Bayerns Familienministerin Emilia Müller (CSU) sagte dem Tagesspiegel, es sei ein „deutliches Signal“, dass mehr als 73 Prozent der Eltern mit ein- und zweijährigen Kindern in ihrem Bundesland Betreuungsgeld beansprucht hätten. Die Landesregierung habe nach dem Karlsruher Urteil entschieden, das Betreuungsgeld auf Landesebene fortzusetzen, und werde dafür nun die Bundesmittel einsetzen.

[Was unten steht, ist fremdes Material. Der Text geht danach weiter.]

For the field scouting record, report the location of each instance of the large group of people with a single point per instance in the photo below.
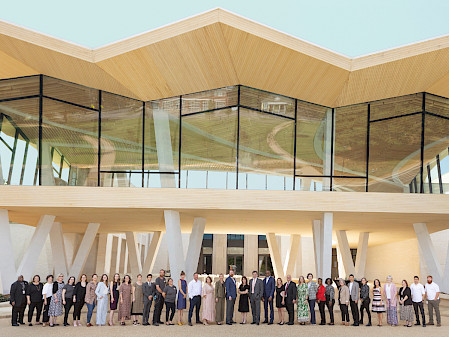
(133, 300)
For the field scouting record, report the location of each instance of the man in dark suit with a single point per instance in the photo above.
(148, 290)
(268, 296)
(290, 299)
(18, 300)
(255, 295)
(231, 295)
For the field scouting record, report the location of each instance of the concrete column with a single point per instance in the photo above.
(220, 254)
(7, 266)
(164, 147)
(292, 253)
(362, 250)
(428, 251)
(345, 251)
(174, 242)
(84, 249)
(194, 248)
(152, 251)
(29, 260)
(250, 253)
(326, 245)
(275, 255)
(58, 249)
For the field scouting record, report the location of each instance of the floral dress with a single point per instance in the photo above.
(302, 308)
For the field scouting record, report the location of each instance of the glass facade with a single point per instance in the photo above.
(53, 132)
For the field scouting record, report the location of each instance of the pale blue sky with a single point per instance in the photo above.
(351, 27)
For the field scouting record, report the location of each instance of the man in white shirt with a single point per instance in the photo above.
(433, 300)
(418, 294)
(194, 290)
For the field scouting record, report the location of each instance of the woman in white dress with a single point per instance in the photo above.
(102, 291)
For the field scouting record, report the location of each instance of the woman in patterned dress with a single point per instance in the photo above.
(125, 292)
(301, 302)
(56, 305)
(378, 305)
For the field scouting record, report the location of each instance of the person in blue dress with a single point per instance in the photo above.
(182, 295)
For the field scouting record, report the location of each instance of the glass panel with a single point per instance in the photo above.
(396, 106)
(395, 154)
(121, 133)
(437, 105)
(209, 100)
(313, 139)
(18, 159)
(267, 101)
(70, 92)
(19, 87)
(266, 146)
(73, 133)
(350, 140)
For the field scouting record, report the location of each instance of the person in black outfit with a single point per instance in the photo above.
(34, 299)
(290, 299)
(364, 298)
(18, 300)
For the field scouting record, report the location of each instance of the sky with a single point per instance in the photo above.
(350, 27)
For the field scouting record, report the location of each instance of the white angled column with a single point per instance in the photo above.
(29, 260)
(428, 251)
(275, 255)
(58, 251)
(7, 267)
(326, 245)
(194, 248)
(174, 242)
(362, 251)
(84, 249)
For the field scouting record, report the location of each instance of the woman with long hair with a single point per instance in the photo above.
(113, 290)
(79, 296)
(102, 291)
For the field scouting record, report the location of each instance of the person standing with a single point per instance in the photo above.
(378, 304)
(364, 298)
(418, 294)
(79, 296)
(158, 298)
(56, 304)
(47, 293)
(169, 294)
(256, 292)
(125, 298)
(90, 298)
(137, 305)
(433, 299)
(329, 294)
(343, 299)
(243, 291)
(194, 291)
(114, 286)
(181, 303)
(34, 299)
(220, 299)
(102, 291)
(405, 300)
(301, 300)
(231, 295)
(321, 299)
(67, 298)
(268, 296)
(208, 314)
(289, 299)
(148, 290)
(391, 294)
(354, 293)
(18, 300)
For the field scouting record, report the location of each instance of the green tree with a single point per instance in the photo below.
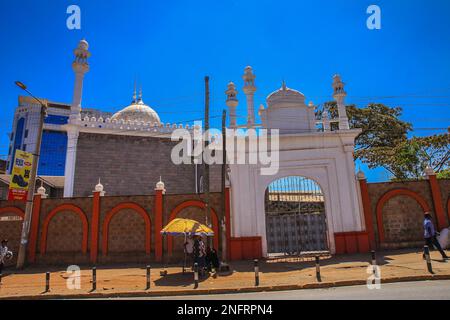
(384, 142)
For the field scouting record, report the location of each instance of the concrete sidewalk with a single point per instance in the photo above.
(406, 265)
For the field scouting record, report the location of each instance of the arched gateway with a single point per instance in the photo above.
(285, 210)
(295, 216)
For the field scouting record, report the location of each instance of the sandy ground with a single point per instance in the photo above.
(116, 279)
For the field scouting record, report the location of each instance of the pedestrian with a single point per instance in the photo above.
(202, 256)
(212, 259)
(430, 235)
(5, 254)
(189, 249)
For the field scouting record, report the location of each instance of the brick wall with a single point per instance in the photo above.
(402, 215)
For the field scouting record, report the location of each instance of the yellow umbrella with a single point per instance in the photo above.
(181, 226)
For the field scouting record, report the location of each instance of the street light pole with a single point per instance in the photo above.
(29, 206)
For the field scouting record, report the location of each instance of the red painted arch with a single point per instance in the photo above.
(126, 205)
(17, 211)
(65, 207)
(198, 204)
(448, 209)
(391, 194)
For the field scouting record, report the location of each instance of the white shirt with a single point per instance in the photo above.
(3, 252)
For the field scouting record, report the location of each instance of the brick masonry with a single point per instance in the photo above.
(129, 165)
(126, 238)
(403, 215)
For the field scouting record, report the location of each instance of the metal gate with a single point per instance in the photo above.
(295, 217)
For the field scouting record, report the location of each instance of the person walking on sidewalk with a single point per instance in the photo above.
(430, 235)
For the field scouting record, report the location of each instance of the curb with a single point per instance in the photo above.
(191, 292)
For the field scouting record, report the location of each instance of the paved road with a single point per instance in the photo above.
(436, 290)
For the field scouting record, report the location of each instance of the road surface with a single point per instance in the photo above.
(436, 290)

Die Qualität der Kinderbetreuung sei ihrer Regierung aber „genauso wichtig“.

Bundesfamilienministerin Manuela Schwesig (SPD) sagte der ARD, die Länder und Kommunen bräuchten das Geld dringend zum Ausbau der Kitaplätze. Die Plätze würden für alle Kinder gebraucht, für die Flüchtlingskinder und für die in Deutschland geborenen.

Das Land Berlin wird die Mittel ausschließlich für die Verbesserung der Kinderbetreuung einsetzen. Ab 2017 stehen jährlich rund 50 Millionen Euro zusätzlich zur Verfügung. Konkrete Projekte gebe es noch nicht, sagte ein Sprecher der Bildungsverwaltung. Der Kita-Ausbau bleibe aber auch in den nächsten Jahren eine ständige Aufgabe.